Her canlının vazifesi vardır. Karşı binada, pencerenin içinde ot yeşermiş. Su yok, yeteri kadar toprak yok. Hayır, demiş, Allah bana yeşer dedi, ben de filiz verip yaprak açacağım. Bana göre bu ot kahramandır.
 
 
Çocuklar kendi işlerini kendileri göremezler, büyüdükçe kendilerine yetmeye başlarlar. Ancak engelli çocuk büyüse de tamamen kendine yetemez, her zaman bir çocuk çaresizliğinde kalır. Bu yavrular anne-babalarını belki göremez, belki onların ellerinden tutamaz, belki onlara gülümseyemez, belki minnetlerini dile getiremez. Fakat koca insanlar olduklarında da anne-babaları onlara küçük çocuk gibi bakmaya devam eder.
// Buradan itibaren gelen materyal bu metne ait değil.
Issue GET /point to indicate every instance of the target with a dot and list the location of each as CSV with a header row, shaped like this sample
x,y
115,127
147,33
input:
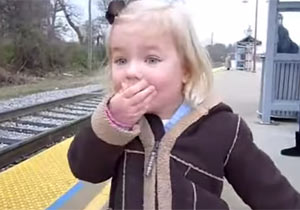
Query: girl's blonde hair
x,y
172,17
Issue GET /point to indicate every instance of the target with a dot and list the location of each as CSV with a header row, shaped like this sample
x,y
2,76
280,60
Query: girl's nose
x,y
133,72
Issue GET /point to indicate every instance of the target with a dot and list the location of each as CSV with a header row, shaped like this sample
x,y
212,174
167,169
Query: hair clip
x,y
113,10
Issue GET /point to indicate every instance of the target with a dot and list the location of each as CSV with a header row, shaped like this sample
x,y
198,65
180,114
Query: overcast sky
x,y
228,19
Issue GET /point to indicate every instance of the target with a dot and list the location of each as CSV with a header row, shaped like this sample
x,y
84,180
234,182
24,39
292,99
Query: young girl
x,y
163,137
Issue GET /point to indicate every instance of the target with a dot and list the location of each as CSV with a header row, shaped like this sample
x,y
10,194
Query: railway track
x,y
29,129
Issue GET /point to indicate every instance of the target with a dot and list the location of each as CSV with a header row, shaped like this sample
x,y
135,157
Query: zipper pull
x,y
152,158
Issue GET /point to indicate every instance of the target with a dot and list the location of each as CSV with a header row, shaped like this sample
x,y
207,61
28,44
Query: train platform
x,y
45,181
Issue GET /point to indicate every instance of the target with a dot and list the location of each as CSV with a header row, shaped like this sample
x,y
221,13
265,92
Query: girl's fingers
x,y
143,105
142,95
134,89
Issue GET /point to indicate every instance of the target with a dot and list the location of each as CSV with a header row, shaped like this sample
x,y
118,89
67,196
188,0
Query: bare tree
x,y
72,15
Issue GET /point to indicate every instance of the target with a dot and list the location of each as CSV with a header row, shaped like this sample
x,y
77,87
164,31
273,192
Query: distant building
x,y
244,53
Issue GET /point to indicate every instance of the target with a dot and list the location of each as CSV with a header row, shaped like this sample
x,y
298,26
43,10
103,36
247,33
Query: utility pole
x,y
255,37
90,37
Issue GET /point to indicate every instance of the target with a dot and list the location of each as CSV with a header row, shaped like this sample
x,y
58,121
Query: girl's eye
x,y
152,60
120,61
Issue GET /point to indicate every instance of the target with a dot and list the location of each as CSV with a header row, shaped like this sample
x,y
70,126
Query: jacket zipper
x,y
153,157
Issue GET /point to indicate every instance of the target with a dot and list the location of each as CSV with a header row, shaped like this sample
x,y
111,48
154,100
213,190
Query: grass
x,y
51,83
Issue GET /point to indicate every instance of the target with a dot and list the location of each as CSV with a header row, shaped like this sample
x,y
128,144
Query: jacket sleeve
x,y
96,149
254,176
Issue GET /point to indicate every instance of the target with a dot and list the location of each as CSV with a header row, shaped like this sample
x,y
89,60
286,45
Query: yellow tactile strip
x,y
37,182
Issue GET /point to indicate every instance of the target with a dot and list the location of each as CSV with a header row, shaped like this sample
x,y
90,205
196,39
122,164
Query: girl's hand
x,y
131,103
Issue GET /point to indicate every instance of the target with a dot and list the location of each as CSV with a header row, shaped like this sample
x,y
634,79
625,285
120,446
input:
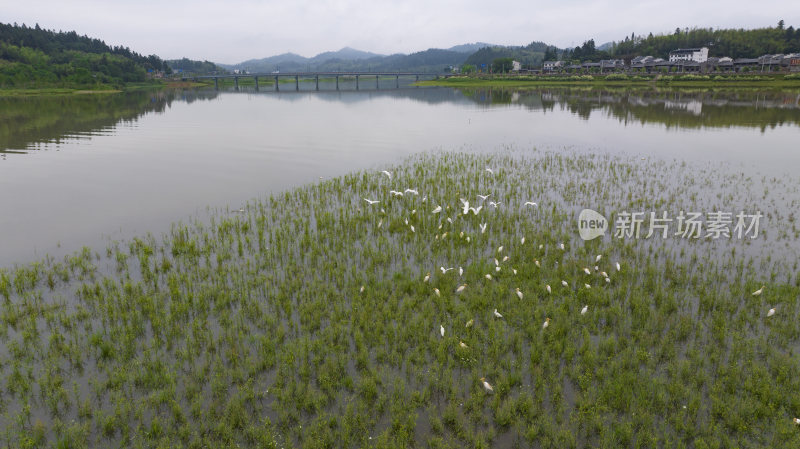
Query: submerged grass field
x,y
314,319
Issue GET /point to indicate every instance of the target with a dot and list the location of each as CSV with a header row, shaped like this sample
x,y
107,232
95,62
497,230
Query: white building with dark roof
x,y
689,54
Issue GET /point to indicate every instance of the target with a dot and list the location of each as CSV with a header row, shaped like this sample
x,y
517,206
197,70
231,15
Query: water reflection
x,y
27,121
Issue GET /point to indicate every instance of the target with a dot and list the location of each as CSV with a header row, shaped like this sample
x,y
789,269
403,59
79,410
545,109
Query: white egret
x,y
486,385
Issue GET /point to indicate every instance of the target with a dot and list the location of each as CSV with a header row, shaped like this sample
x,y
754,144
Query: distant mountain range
x,y
431,60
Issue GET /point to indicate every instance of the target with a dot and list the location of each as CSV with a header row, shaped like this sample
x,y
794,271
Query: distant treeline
x,y
35,57
194,67
735,43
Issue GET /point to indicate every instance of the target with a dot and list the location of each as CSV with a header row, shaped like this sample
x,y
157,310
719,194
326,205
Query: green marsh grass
x,y
251,329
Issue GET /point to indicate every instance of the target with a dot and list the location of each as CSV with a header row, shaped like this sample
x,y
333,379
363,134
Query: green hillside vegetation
x,y
736,43
530,55
36,58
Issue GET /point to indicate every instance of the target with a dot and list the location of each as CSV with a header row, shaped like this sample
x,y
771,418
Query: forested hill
x,y
736,43
36,57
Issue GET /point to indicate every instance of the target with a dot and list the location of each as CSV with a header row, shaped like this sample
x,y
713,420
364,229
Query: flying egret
x,y
486,385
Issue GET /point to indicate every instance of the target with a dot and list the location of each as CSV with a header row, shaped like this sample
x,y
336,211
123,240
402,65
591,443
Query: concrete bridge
x,y
313,75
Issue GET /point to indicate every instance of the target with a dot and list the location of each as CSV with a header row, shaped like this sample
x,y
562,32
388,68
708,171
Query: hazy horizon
x,y
250,29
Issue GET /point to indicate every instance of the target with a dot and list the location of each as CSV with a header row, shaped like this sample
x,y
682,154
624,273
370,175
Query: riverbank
x,y
686,80
312,318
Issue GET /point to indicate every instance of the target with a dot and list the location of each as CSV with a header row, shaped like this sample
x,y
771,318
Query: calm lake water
x,y
84,170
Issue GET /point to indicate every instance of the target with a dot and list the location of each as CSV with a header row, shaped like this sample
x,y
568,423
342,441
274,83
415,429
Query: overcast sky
x,y
236,30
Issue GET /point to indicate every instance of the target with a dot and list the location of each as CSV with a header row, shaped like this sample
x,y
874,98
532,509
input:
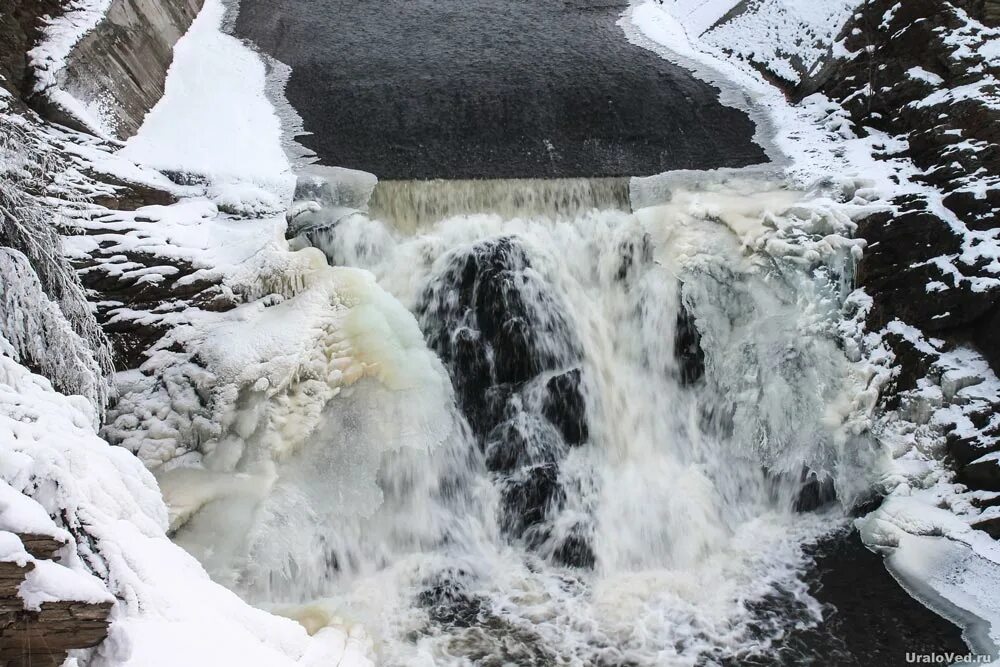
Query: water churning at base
x,y
644,410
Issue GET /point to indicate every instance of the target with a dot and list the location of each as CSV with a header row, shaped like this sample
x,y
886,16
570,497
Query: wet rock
x,y
817,490
564,406
575,551
43,637
126,55
983,475
687,349
447,601
989,526
502,335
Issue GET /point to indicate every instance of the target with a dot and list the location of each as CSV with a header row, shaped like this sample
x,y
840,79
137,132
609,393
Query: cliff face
x,y
925,74
120,67
20,26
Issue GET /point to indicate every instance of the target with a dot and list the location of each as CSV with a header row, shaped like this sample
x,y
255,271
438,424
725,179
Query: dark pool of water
x,y
491,89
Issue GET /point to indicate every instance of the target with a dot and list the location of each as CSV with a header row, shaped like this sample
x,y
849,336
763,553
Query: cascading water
x,y
628,412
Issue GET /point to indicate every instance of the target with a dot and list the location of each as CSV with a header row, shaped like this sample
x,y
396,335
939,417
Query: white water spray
x,y
700,343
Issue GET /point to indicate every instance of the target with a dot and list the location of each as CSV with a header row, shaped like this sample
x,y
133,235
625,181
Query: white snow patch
x,y
168,612
214,119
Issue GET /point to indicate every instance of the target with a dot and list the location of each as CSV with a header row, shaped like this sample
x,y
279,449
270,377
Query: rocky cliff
x,y
925,74
120,67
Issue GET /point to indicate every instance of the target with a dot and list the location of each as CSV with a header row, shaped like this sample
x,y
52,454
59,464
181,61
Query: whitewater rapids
x,y
626,410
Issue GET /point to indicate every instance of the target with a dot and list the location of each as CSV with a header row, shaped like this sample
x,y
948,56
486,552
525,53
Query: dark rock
x,y
575,551
447,601
478,89
500,332
989,526
868,618
42,547
126,56
21,22
565,407
984,475
817,490
43,637
687,349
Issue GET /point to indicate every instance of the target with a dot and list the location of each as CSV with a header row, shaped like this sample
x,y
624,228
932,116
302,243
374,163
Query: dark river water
x,y
491,89
470,89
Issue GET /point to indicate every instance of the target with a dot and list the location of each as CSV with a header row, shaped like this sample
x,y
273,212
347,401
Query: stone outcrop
x,y
920,71
20,27
514,362
121,66
42,637
910,74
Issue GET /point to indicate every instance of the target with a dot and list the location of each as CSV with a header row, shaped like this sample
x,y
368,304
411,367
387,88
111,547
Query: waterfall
x,y
632,423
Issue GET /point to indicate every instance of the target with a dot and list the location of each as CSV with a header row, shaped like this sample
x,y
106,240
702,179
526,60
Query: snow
x,y
20,514
214,119
924,524
113,505
59,37
51,582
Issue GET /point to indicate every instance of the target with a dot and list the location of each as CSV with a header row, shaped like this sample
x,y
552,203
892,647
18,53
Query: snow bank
x,y
59,37
168,611
925,522
214,119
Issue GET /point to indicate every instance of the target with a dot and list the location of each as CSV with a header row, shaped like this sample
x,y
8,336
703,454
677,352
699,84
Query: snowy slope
x,y
939,399
112,507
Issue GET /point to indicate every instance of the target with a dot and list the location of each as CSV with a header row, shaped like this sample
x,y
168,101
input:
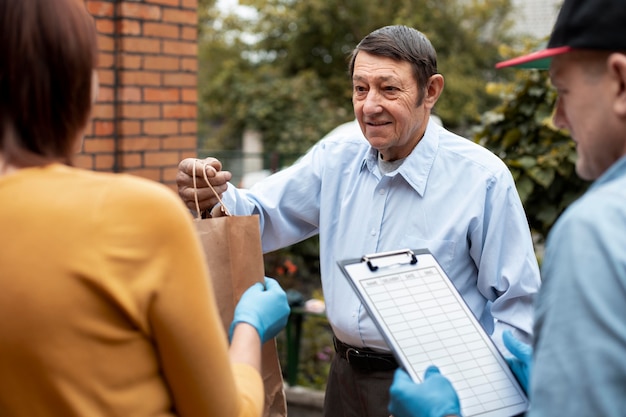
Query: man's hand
x,y
184,179
521,363
435,397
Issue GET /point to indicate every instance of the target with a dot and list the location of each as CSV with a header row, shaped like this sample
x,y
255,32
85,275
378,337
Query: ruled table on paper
x,y
426,322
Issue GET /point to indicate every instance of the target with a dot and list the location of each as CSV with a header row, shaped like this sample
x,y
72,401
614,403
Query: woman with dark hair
x,y
105,303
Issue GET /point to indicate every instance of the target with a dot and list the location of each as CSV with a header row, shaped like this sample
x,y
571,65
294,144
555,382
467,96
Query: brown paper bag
x,y
232,245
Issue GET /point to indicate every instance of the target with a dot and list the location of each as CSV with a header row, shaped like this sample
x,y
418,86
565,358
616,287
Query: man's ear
x,y
616,64
433,90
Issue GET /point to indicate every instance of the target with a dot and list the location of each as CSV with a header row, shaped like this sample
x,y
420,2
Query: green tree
x,y
289,81
541,157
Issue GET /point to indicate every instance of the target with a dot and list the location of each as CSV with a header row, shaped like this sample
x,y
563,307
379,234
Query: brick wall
x,y
144,121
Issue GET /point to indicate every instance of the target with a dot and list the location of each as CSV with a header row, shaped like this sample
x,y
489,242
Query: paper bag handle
x,y
195,189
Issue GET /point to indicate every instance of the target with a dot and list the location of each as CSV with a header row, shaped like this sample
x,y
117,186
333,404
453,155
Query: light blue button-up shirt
x,y
580,353
450,195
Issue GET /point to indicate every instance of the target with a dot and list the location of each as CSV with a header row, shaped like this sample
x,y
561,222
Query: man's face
x,y
385,99
585,108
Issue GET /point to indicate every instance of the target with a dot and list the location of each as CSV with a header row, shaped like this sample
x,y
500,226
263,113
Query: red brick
x,y
98,145
103,128
159,159
161,30
130,94
129,127
100,8
189,64
189,95
105,94
140,78
179,142
180,48
140,143
103,111
151,174
141,111
163,63
160,127
104,162
106,76
165,2
189,127
106,43
132,160
162,95
105,26
130,61
140,11
180,80
84,161
129,27
190,4
189,17
141,45
179,111
106,60
189,33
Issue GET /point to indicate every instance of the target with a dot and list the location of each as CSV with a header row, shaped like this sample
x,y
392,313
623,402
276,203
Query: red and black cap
x,y
581,24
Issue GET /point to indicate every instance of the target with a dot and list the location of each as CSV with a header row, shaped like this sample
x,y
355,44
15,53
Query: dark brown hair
x,y
401,43
48,51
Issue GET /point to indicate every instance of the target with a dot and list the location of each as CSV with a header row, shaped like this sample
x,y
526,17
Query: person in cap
x,y
393,179
578,356
106,307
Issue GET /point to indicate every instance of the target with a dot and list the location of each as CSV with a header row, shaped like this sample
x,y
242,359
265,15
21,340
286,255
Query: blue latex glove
x,y
435,397
265,308
521,363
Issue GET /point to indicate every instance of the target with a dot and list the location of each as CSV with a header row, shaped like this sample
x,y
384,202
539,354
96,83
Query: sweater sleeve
x,y
177,308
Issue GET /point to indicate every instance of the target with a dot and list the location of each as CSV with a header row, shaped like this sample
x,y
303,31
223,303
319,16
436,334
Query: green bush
x,y
541,157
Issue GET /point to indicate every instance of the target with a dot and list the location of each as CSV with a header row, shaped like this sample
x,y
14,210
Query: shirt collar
x,y
618,169
417,166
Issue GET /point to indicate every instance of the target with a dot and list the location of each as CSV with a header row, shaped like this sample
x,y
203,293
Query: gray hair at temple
x,y
401,43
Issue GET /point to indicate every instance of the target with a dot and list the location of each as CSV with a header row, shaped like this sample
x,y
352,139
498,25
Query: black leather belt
x,y
365,359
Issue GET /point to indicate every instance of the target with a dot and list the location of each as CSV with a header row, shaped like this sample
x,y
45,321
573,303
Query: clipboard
x,y
425,321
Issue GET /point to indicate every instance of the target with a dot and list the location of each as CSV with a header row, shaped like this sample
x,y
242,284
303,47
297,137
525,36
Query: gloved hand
x,y
521,363
265,308
435,397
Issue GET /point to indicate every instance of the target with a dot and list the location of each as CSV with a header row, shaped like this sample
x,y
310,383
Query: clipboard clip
x,y
383,259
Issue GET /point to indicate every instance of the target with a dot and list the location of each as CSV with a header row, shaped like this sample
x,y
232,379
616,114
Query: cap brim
x,y
535,60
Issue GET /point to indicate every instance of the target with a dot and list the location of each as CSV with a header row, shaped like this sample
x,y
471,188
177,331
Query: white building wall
x,y
536,17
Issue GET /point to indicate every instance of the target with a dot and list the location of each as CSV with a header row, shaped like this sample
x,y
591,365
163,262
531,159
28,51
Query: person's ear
x,y
433,90
616,64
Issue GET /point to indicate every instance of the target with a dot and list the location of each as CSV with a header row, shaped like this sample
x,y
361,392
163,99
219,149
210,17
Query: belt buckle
x,y
351,349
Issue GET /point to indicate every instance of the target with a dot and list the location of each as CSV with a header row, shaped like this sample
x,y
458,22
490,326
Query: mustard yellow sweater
x,y
105,303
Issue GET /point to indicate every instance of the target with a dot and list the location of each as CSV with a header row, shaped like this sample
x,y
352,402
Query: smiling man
x,y
400,181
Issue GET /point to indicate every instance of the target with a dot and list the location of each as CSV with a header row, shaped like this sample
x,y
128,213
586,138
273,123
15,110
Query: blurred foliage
x,y
541,157
316,350
283,70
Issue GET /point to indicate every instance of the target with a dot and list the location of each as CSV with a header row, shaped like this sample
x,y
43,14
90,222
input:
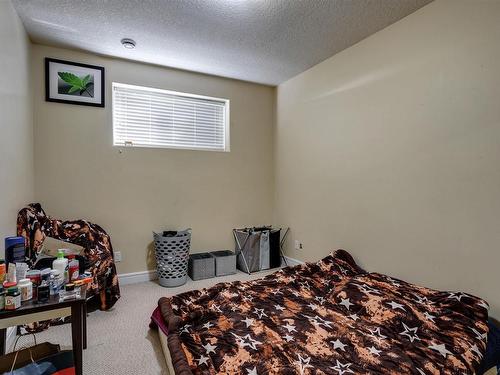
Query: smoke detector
x,y
128,43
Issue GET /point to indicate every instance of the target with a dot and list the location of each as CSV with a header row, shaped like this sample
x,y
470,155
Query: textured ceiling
x,y
264,41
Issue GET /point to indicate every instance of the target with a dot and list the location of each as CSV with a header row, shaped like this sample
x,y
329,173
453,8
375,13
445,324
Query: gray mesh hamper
x,y
225,262
172,254
201,266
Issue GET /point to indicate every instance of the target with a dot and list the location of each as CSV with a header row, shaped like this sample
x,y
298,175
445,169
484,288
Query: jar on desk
x,y
26,289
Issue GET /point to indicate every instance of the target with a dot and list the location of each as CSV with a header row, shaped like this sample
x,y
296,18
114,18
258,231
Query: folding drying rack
x,y
241,245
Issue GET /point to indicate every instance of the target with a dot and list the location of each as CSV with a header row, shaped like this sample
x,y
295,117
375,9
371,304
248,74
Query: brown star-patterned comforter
x,y
329,317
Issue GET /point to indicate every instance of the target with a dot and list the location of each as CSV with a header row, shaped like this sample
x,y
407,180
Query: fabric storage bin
x,y
201,266
172,255
225,262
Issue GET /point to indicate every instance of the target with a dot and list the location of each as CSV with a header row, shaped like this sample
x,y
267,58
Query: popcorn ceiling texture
x,y
263,41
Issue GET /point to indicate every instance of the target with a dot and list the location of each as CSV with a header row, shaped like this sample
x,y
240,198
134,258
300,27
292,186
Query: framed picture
x,y
74,83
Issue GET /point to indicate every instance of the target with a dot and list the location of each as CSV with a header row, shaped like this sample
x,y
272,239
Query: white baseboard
x,y
143,276
11,338
137,277
293,261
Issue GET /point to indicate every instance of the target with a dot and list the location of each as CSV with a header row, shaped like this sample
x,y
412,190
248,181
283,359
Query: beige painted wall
x,y
391,149
16,120
79,174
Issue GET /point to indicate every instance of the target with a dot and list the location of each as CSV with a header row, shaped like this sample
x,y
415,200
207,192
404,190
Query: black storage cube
x,y
201,266
274,249
225,262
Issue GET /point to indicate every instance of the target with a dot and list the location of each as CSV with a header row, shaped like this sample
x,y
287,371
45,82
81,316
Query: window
x,y
147,117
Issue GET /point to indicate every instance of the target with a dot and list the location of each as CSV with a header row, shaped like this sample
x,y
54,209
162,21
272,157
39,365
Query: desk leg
x,y
77,337
3,340
84,325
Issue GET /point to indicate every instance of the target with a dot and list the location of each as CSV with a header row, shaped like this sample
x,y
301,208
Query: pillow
x,y
492,356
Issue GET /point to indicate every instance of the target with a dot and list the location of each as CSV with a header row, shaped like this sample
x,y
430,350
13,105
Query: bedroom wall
x,y
391,150
16,120
80,174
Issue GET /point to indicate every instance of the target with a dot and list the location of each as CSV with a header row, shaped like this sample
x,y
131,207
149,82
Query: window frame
x,y
227,120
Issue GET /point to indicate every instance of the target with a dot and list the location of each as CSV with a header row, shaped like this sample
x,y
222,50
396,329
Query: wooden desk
x,y
31,311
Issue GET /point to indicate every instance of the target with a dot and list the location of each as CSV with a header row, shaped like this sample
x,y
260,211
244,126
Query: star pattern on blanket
x,y
409,332
279,307
209,348
377,335
360,320
374,351
346,302
395,305
337,344
303,363
441,348
342,368
260,312
246,341
429,317
202,360
248,321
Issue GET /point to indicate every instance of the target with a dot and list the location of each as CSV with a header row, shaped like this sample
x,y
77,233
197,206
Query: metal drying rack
x,y
240,246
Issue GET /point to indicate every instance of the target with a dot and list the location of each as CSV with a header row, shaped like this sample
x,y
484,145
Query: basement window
x,y
148,117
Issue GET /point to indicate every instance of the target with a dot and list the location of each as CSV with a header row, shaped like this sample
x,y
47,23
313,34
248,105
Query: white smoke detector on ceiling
x,y
128,43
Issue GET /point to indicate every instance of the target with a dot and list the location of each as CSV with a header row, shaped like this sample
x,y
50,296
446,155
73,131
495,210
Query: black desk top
x,y
30,307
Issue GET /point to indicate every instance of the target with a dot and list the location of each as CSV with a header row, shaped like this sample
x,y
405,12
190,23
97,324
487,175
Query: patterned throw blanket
x,y
325,318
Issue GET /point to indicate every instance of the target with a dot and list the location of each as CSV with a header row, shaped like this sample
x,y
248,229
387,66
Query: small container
x,y
21,269
43,292
56,282
11,274
13,299
45,274
70,292
2,298
26,289
7,284
3,271
36,278
73,268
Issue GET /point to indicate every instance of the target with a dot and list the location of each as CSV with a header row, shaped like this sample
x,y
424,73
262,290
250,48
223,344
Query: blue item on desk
x,y
15,249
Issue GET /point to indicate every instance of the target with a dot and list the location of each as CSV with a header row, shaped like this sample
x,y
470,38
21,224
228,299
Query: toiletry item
x,y
7,284
61,263
43,292
26,289
73,268
3,271
56,282
15,249
36,278
21,269
11,274
13,299
2,298
45,274
69,292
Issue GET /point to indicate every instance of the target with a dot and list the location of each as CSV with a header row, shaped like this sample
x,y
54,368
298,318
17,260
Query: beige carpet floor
x,y
119,340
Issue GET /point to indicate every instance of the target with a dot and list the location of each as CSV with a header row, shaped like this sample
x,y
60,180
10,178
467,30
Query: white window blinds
x,y
147,117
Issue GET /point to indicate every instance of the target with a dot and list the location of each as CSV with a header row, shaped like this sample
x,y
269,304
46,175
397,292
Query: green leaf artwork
x,y
76,83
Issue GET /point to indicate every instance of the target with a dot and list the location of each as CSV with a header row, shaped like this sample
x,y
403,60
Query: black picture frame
x,y
49,96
Allah, onları bununla vazifelendirmiş. İşte, engelli çocuklarına hayatlarını adayan anne-babalar da birer kahramandır.
 
 
Bu dünyanın sonunda cennet gibi çok kıymetli bir kazanç vardır. Allah’ın verdiği vazifeyi yerine getiren kulların bu kazanca ulaşacakları kesindir.
 
 
Ota da, güneşe de hâkim olan Allah’tır. Annelere de, babalara da, evlatlarına da hâkim olan Allah’tır.
 
 
Üsküdar’da saatçi bir arkadaşım vardı. Oğlu bacaklarını doğuştan hiç kullanamıyordu, yürüyemiyordu. Çocuk on sekiz yaşına kadar yatalak halde yaşadı. Ebeveyni ona hizmet etti. Oğlu öldükten sonra arkadaşım dedi ki: “Yaşamasını isterdim. Onu arıyorum. O evimizin huzuruydu, bereketiydi. Acısını çekiyoruz.” Çocuk, kocaman delikanlı olmuş. Annesi babası onu besliyor, temizliyor. Şikâyet etmiyor. Huzurlular. Biliyorlar, bu dünya başıboş değil. İnsan dağdan yuvarlanıp dünyaya düşmüş bir taş değil. Bizi Allah yarattı, kullarına sahip çıkıyor. Sağlıklı ana babaya da, engelli yavruya da sahip çıkıyor.
 
 
Sağlığı yerinde olan insanlar şunu unutmamalıdır: Asıl engelimiz ahirette başımızı yakacak işlerimizdir.